Now that Maneka Gandhi, Union Minister for Women and Child Development, has brought the subject of legal pre-nups to the centrestage, let's take a look at what such a move will entail.
Legally speaking, Section 2(h) of the Indian Contract Act 1872 defines a contract as an agreement enforceable by law, yet it nullifies all contracts with respect to marriage or which has marriage as a consideration.
"Pre-nups may actually be helpful in saving marriages because one would know the financial implications of a divorce right from the start."
Up until now pre-nups had no legal standing, because according to the law in India marriage is not considered as a contract. It is treated as a religiously sanctioned bond.
Technically, a pre-nup should be extremely simple to formulate legally -- both parties decide on the proportionate division of wealth and assets before marriage in case there is a divorce. The latter half of the sentence is what is going to be socio-legal hurdle in the easy implementation of pre-nup agreements.

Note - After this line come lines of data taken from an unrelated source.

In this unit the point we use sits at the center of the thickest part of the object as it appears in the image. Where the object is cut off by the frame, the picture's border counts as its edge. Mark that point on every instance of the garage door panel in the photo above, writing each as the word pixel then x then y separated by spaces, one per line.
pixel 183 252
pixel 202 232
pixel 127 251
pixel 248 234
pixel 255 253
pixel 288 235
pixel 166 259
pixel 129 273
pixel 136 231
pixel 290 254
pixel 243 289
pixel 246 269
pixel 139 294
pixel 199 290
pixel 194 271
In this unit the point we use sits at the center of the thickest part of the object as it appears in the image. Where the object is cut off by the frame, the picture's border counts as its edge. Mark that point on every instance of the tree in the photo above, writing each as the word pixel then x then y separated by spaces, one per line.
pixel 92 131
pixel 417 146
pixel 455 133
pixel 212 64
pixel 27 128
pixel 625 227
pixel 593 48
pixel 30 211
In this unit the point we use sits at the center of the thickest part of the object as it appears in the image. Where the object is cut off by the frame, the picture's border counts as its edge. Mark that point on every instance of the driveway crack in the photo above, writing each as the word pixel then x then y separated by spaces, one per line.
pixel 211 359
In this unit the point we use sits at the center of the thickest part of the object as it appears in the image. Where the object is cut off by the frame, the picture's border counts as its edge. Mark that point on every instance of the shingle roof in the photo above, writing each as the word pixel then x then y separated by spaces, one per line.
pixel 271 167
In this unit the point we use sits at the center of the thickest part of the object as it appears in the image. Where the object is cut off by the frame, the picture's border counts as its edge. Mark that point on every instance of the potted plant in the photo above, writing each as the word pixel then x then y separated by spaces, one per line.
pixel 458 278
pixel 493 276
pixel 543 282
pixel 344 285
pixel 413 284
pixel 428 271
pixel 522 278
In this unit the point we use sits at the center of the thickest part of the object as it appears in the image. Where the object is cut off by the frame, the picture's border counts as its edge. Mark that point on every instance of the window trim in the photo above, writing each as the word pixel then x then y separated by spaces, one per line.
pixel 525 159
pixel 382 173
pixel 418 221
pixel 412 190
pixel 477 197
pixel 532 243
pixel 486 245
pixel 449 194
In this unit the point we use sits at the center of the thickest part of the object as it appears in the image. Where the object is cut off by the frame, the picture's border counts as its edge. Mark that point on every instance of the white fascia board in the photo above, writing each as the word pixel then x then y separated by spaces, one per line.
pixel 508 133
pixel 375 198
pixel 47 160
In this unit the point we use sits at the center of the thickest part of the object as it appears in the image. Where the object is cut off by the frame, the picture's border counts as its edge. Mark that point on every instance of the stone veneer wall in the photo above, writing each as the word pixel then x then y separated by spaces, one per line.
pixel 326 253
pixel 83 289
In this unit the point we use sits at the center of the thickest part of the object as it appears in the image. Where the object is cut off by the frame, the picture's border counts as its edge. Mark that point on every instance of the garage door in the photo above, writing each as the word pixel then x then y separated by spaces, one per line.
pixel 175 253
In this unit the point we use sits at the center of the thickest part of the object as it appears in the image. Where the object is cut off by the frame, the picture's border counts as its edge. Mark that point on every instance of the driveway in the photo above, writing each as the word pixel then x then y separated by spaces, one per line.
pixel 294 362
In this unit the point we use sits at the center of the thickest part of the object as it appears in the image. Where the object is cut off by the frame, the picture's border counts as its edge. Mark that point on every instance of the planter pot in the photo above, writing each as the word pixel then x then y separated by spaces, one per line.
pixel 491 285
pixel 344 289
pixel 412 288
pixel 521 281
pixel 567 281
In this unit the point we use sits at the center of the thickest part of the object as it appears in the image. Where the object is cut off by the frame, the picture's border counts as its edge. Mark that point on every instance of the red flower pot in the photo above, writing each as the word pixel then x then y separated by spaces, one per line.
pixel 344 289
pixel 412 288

In India, where we still think marriages are made in heaven and divorces are a new fangled invention of evil lawyers and influences from the amoral West, there is a great resistance even to the idea of divorce - it is difficult to accept that a union that was to last for seven lifetimes couldn't even make it to one. In such a scenario, how on earth will we promote a socio-legal acceptance of pre-nuptial agreements that are based on the premise of a breakdown of a marriage even before there's been a wedding? Can you imagine the families of the "boy and girl" meeting over cups of tea to discuss flower arrangements and the wedding menu along with who gets what in the event of a divorce? It's seems like a pretty impossible scenario in a country where divorce is highly stigmatised and where most people shudder at the very mention of the word.
When this is the mindset, then how will pre-nups be implemented in their true spirit?
The legal implementation of pre-nups, as I mentioned before, could be quite simple. To give you an illustration of pre-nups drawn from the West -- if the husband's net worth is Rs 20 crore and the wife's is Rs 5 crore they could mutually decide the financial consequences of a divorce. Time and other variables would determine the financials so let's say that should they remain married for five years they could decide that the wife gets a payout of a lump sum or a percentage of the husband's wealth in case of a divorce.
This mathematical calculation seems very stark and cruel and can itself be a deterrent for the easy implementation of pre-nups in India. But if we start thinking pragmatically and work towards accepting the idea, we'd save the courts a lot of time and burden. This is because when a marriage breaks one of the most bitterly contested aspects is financial settlements; if these were to be pre-decided the disposal of cases would also be faster.
Besides, women would not have to go through lengthy and expensive court battles to get their due financially. It would also work out very well for the men as they would also not have the fear of losing out to potentially unreasonable demands. It would be a fair and transparent method of dividing assets between the spouses regardless of your socio-economic status.
"Women would not have to go through lengthy and expensive court battles to get their due financially... men would not have the fear of losing out to unreasonable demands."
I also think that pre-nups may actually be helpful in saving marriages because one would know the financial implications of a divorce right from the start, and not act on impulse or on the advice of relatives, many of whom nowadays seem to specialise as financial advisors misguiding women with promises of easy money in the case of a break-up. The wife would be less likely to be carried away by the idea of staking claim to the husband's imagined wealth and may see it is better for her to work on saving the marriage. Similarly, a man would be aware of the financial cost of a divorce and will be less disposed to treat the dissolution of a marriage casually.
I have purposely stayed away from speaking about the emotional trauma of a divorce since that cannot be translated into financials and no amount of money can compensate for it.
Pre-nups challenge the domain of personal (religious) laws in marriage; the diversity in these is what is going to be a big hurdle in the easy implementation of a pre-nuptial agreement and we'll need to see a big cultural shift in the social, legal and socio-legal mindset for them to become a reality in this country.